We had a decent day of breadth in the market, no doubt in thanks to the light volume we’re seeing ahead of the holidays. The markets made their morning move, then trended that way for most of the session. 

My piece today is short and sweet. 

It’s been a pleasure trading with you this month, and overall, I think we handled this month’s turbulence pretty well. We still have one week to go, but our “less is more” approach through the first half of December gave us the mental and fiscal firepower to really take advantage of the opportunities over the last week or two. 

Remember, you don’t have to trade every day, all the time. Just one quality trade a day or a few per week can generate terrific results.  

The Game Plan

We’re in one of those times where “proper trading” is rewarded. Meaning, proper entries, patience, and position size are paying dividends, while sloppy trading — essentially the opposite of all of those observations — is being punished. 

“But isn’t it always like that?”

No. There are many times where sloppy trading goes unpunished, lulling traders into a false sense of security (usually during market-trend environments) before shifting gears and making them pay later. 

For instance, our trades in PG, UNH, CGC, AAPL, ABBV, and PFE have all been winners this week. We timed them right and worked them methodically with the flow of the market. 

With Tesla, you may remember yesterday’s lesson about the stock. That is what I mean by “sloppy” vs. “proper” trading. 

S&P 500

There’s not much left to talk about here. It’s the last trading day of the week, with markets closed on Friday, Dec. 24 — (Here’s the full schedule). 

The main level in the S&P index is 4718 to 4720 on the upside. 

The downside is 4665, followed by the 10-day and 21-day moving averages. 

For the ES, the upside level is 4712. The downside level is the 10-day, followed by the 21-day and 50-day junction.

Individual Stocks

I am not looking for anything new to put on today. I love the holidays and spending time with the family and I don’t want to ruin any of that with some sour trades after a great three-day stretch.  

I’ll likely look to trim some of the longs we have accumulated for this week if we get a decent opening push. 

Next week is historically a good stretch for the markets. That’s the traditional Santa Claus rally.
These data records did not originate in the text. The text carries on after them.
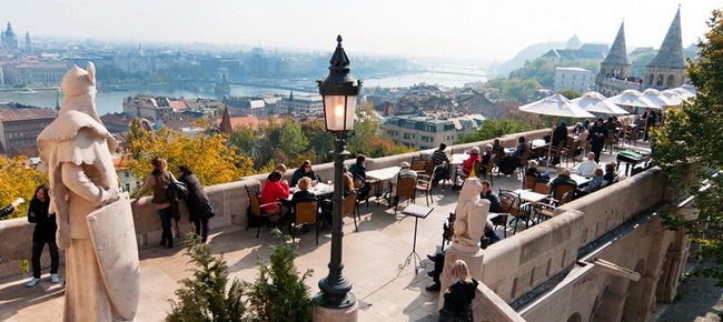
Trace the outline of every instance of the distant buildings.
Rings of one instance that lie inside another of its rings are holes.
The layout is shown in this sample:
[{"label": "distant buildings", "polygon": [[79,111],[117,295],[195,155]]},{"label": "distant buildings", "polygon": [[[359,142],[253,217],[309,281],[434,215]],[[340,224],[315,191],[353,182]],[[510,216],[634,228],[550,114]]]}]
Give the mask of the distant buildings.
[{"label": "distant buildings", "polygon": [[484,120],[479,114],[457,118],[395,115],[384,120],[382,132],[396,144],[428,150],[443,142],[456,142],[463,135],[476,131]]},{"label": "distant buildings", "polygon": [[631,66],[625,47],[625,23],[623,22],[610,53],[600,64],[600,73],[595,80],[598,92],[612,97],[627,89],[638,91],[647,88],[664,90],[685,83],[687,79],[685,76],[686,64],[683,59],[680,8],[665,34],[661,49],[653,60],[645,66],[645,74],[631,74]]},{"label": "distant buildings", "polygon": [[595,78],[592,72],[578,67],[557,67],[555,68],[555,85],[554,90],[559,92],[562,90],[573,90],[577,93],[590,91],[592,84],[595,83]]},{"label": "distant buildings", "polygon": [[[36,155],[38,134],[56,119],[52,109],[0,105],[0,150],[8,157]],[[32,152],[32,153],[30,153]]]}]

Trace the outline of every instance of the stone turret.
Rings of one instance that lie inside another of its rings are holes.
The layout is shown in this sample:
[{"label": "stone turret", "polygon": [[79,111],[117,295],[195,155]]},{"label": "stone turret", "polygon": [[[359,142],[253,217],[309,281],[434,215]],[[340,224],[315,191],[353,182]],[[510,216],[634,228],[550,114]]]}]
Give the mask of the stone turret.
[{"label": "stone turret", "polygon": [[645,85],[658,90],[680,87],[685,83],[685,67],[679,7],[661,49],[645,66]]}]

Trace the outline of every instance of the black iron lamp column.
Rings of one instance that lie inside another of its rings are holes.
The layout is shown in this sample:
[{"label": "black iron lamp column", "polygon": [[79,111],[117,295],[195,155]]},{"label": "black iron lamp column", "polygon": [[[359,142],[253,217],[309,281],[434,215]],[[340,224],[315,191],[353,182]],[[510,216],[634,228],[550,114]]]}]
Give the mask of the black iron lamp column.
[{"label": "black iron lamp column", "polygon": [[344,159],[349,155],[346,148],[348,131],[354,130],[356,113],[356,97],[359,94],[361,81],[357,81],[349,74],[349,58],[341,47],[341,36],[336,38],[338,42],[334,56],[329,61],[329,76],[318,80],[319,94],[324,99],[324,119],[326,130],[334,134],[334,197],[331,204],[331,259],[329,261],[329,274],[319,281],[321,292],[317,295],[319,304],[329,309],[345,309],[356,303],[356,298],[349,291],[351,282],[341,275],[344,264],[341,263],[341,215],[344,208]]}]

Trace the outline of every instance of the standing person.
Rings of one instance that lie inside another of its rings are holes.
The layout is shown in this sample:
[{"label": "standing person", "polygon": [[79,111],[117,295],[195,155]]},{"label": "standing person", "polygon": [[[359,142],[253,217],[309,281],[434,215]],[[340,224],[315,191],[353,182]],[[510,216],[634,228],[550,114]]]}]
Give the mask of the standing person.
[{"label": "standing person", "polygon": [[50,282],[60,282],[58,278],[60,255],[58,253],[58,245],[56,244],[58,224],[56,223],[56,214],[48,212],[50,208],[50,194],[48,194],[48,185],[43,184],[38,187],[36,194],[30,200],[30,208],[28,209],[28,222],[36,224],[36,229],[32,232],[32,280],[26,283],[28,288],[32,288],[40,282],[40,255],[46,244],[48,244],[48,252],[50,253]]},{"label": "standing person", "polygon": [[449,157],[445,153],[444,150],[447,149],[447,144],[439,143],[439,149],[432,152],[432,167],[434,169],[434,178],[432,179],[432,185],[436,187],[439,184],[439,181],[449,179]]},{"label": "standing person", "polygon": [[153,203],[158,218],[160,219],[160,245],[172,249],[174,233],[170,229],[172,214],[170,210],[170,200],[168,200],[168,194],[166,193],[168,184],[170,184],[171,174],[168,172],[168,163],[166,163],[166,160],[161,158],[156,157],[150,160],[150,165],[153,170],[150,172],[150,175],[146,178],[146,183],[136,195],[136,199],[133,199],[132,204],[137,204],[138,200],[146,195],[148,191],[153,191],[153,198],[150,202]]},{"label": "standing person", "polygon": [[314,184],[316,184],[316,182],[321,182],[321,178],[319,178],[319,175],[316,174],[314,170],[311,170],[311,161],[309,160],[305,160],[301,163],[301,167],[299,167],[298,169],[296,169],[296,171],[294,171],[294,175],[291,177],[291,182],[289,184],[291,187],[296,187],[296,183],[299,182],[299,179],[304,177],[308,177],[309,179],[311,179],[311,183]]},{"label": "standing person", "polygon": [[214,208],[194,171],[188,165],[178,167],[178,171],[180,171],[178,181],[188,187],[188,199],[186,199],[188,220],[194,223],[196,234],[201,238],[202,242],[206,242],[208,240],[208,220],[215,215]]},{"label": "standing person", "polygon": [[472,322],[472,300],[479,282],[469,276],[467,263],[456,260],[452,264],[452,285],[444,293],[439,321]]},{"label": "standing person", "polygon": [[62,320],[132,321],[140,291],[136,229],[111,157],[118,143],[96,112],[95,74],[89,62],[87,71],[73,66],[63,76],[58,118],[38,135],[56,242],[66,250]]},{"label": "standing person", "polygon": [[597,118],[595,124],[590,129],[587,141],[590,141],[590,150],[595,153],[595,162],[600,163],[600,153],[603,152],[605,147],[605,139],[607,139],[607,128],[603,124],[603,118]]}]

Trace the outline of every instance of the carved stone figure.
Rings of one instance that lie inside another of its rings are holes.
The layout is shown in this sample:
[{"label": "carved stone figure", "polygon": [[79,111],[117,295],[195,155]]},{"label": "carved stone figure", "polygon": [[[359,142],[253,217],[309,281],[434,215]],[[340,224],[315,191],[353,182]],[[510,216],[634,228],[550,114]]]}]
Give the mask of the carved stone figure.
[{"label": "carved stone figure", "polygon": [[485,231],[489,201],[481,199],[482,181],[477,178],[465,180],[455,209],[453,246],[462,251],[479,250],[479,239]]},{"label": "carved stone figure", "polygon": [[38,137],[48,168],[50,211],[66,250],[63,321],[132,321],[140,271],[132,213],[119,193],[117,148],[96,112],[95,67],[73,66],[62,79],[58,118]]}]

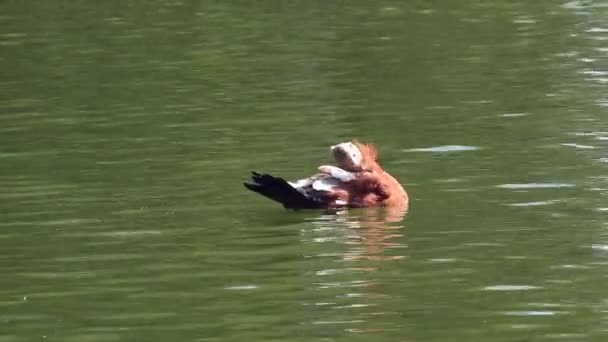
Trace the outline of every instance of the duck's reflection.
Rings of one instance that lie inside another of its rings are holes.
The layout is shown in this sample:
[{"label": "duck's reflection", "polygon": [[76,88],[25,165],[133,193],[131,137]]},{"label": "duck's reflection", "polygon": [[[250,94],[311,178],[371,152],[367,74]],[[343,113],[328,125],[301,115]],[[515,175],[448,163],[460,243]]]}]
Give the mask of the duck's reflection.
[{"label": "duck's reflection", "polygon": [[[406,258],[403,210],[323,215],[303,230],[310,251],[308,324],[320,336],[382,333],[403,338],[388,288]],[[397,288],[397,287],[393,287]]]}]

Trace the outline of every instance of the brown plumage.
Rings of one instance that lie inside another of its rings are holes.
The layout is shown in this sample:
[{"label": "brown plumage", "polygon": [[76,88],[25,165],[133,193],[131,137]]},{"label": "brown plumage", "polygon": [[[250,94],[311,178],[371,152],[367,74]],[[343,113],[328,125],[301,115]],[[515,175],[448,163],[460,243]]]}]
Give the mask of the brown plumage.
[{"label": "brown plumage", "polygon": [[287,182],[253,173],[245,187],[288,209],[391,207],[407,209],[408,195],[378,163],[378,149],[359,141],[331,147],[336,166],[323,165],[321,173]]},{"label": "brown plumage", "polygon": [[[348,207],[400,207],[407,208],[409,197],[401,184],[386,172],[378,163],[378,149],[373,144],[353,141],[352,144],[361,152],[360,163],[347,158],[347,147],[336,145],[334,157],[339,167],[355,172],[354,180],[337,186],[328,196],[337,202],[346,202]],[[344,145],[346,146],[346,145]],[[336,149],[340,149],[336,151]]]}]

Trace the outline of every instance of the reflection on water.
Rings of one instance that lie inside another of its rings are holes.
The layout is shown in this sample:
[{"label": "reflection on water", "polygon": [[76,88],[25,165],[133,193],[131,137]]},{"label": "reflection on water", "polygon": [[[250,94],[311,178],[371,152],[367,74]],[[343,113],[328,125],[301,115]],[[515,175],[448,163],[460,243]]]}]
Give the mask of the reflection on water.
[{"label": "reflection on water", "polygon": [[[0,2],[0,341],[604,341],[605,1]],[[410,193],[286,212],[351,138]]]},{"label": "reflection on water", "polygon": [[384,287],[407,257],[405,214],[402,209],[342,212],[316,218],[302,231],[303,242],[315,245],[314,254],[305,256],[313,283],[312,302],[304,305],[318,336],[398,331],[386,316],[402,313],[385,305],[391,294]]}]

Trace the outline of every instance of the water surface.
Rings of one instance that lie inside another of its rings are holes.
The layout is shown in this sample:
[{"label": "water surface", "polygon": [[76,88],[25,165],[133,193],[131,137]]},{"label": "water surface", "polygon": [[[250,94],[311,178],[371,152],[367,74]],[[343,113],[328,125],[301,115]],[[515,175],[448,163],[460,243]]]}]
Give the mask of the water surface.
[{"label": "water surface", "polygon": [[[0,4],[0,341],[603,341],[608,4]],[[241,183],[374,141],[407,215]]]}]

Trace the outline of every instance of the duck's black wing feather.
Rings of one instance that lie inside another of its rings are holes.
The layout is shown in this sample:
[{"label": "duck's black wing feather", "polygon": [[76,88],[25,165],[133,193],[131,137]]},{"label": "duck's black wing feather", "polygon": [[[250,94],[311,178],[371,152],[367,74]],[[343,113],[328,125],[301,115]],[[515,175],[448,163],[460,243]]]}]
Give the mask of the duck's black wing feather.
[{"label": "duck's black wing feather", "polygon": [[322,198],[298,191],[283,178],[252,172],[251,179],[253,183],[243,183],[247,189],[279,202],[287,209],[317,209],[325,206]]}]

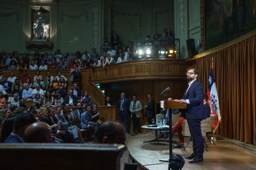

Over the last 19 years, the SPY has been up 70% of the time for the last week of the year. Same with the QQQ.

Disclaimer: Charts and analyses are for discussion and education purposes only. I am not a financial advisor, do not give financial advice, and am not recommending the buying or selling of any security.

Remember: Not all setups will trigger. Not all setups will be profitable. Not all setups should be taken. These are simply the setups that I have put together for years on my own and what I watch as part of my own “game plan” coming into each day. Good luck!